With the packaging, it was very important from the very beginning to have something that was not hip hop or graffiti. I wanted Krink to be multi-dimensional and not specific to one thing. I wanted clean and simple. The packaging does not direct you, it’s up to you to use it to create something. We try not to tell people what to do. I didn’t want to paint myself into a corner.
You’ve said that artist who used your products in the beginning stages of launching Krink, were the key marketing tools you needed to get the paints onto shelves around the world – how so?
I feel that my greater creative community has been so supportive of Krink and the Krink style. And it is the creative people out there using Krink that spreads the word. Graffiti writers, street artists, young kids. People are genuinely interested, in the products and the story. People saw that Krink had a very specific style that they had not seen before and this was attractive. People are very interested in the things they see happening in NYC.
How then did you start coming to the attention of global corporations such as adidas and Nike?
I would say it is a mix of the internet and NYC. Many people have their eye on NYC and it’s often via the internet. I also feel that a lot of designers are interested in Krink for a number of reasons and those are the people who might pitch a project. The Krink aesthetic continues to grow in popularity.
You ended up working with Nike on the the KRINK x Nike Air Force 1 shoe, created as part of 1WORLD, late last year. Only 18 other artists/musicians had the chance to take part in the campaign….how did you become involved with this and what sort of brief did Nike give you to follow?
They contacted me and asked. It was all pretty simple and straight forward. They gave me a lot of freedom and were really open to my ideas.
As an entrepreneur who started their own brand from scratch, what did you learn from them?
Well, Nike is huge. They have tons of people working for them and big budgets. We are so so small, there is no comparison, except maybe that Nike was started by runners and Krink was started by artists.
You’ve worked with many well-known companies to co-brand the KRINK name, from Married To The Mob to Belvedere Vodka and Incase – each brand utilising the KRINK name in a different demographic. What are the key elements you look in making sure KRINK is branded to its full potential?

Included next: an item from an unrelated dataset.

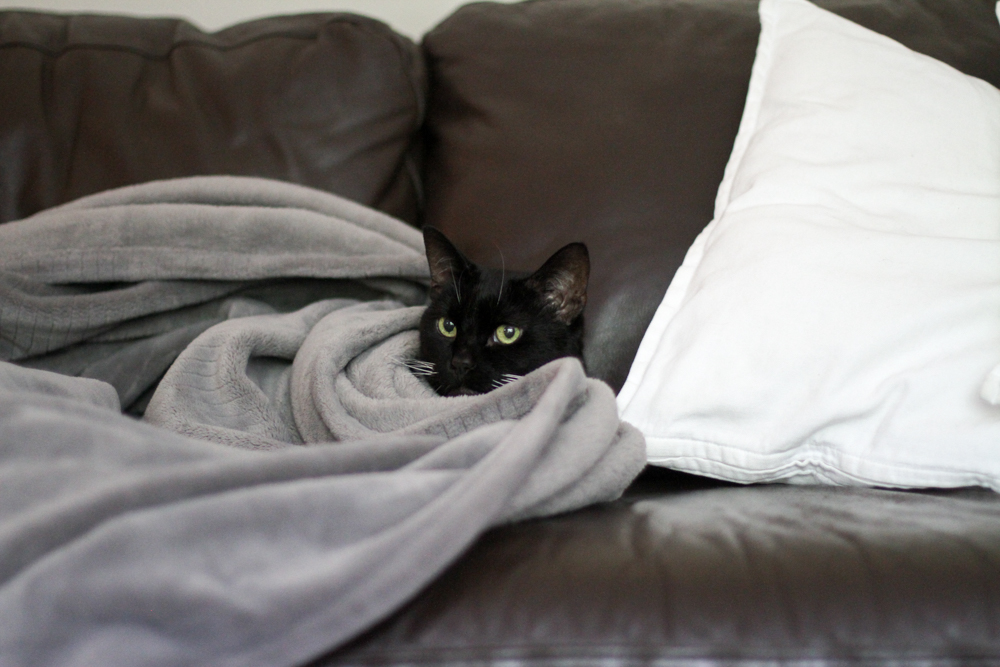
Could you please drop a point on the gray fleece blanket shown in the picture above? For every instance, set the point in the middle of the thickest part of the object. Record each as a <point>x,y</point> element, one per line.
<point>291,482</point>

We have a personal relationship with the brands you mention. In today’s world of co-branding we try to be careful of who we work with. We want diversity, but we won’t work with just anyone. It’s difficult because we want to be open, but it’s important to be careful with our brand.
Are you always completely satisfied with the outcome of your work?
I am very controlling. I am not always satisfied, some of my friends say I am too hard on myself and never satisfied. I can’t say I am confident in everything. I have to see the finished piece. I am very confident in some areas, but some things can be so new that it takes time to understand the process.
You’ll be hitting up Australia in the next few weeks as part of your exhibition in conjunction with No Comply, Red Bull and Don’t Come Gallery – is this your first time to our shores?
Yes, it’s my first time! I am very excited at the opportunity. I know graffiti is really big there, but I can’t say I’m very familiar with the local scene.
What’s up next for Krink?
We have a number of products and projects coming up, but I don’t like to talk about them until they are complete.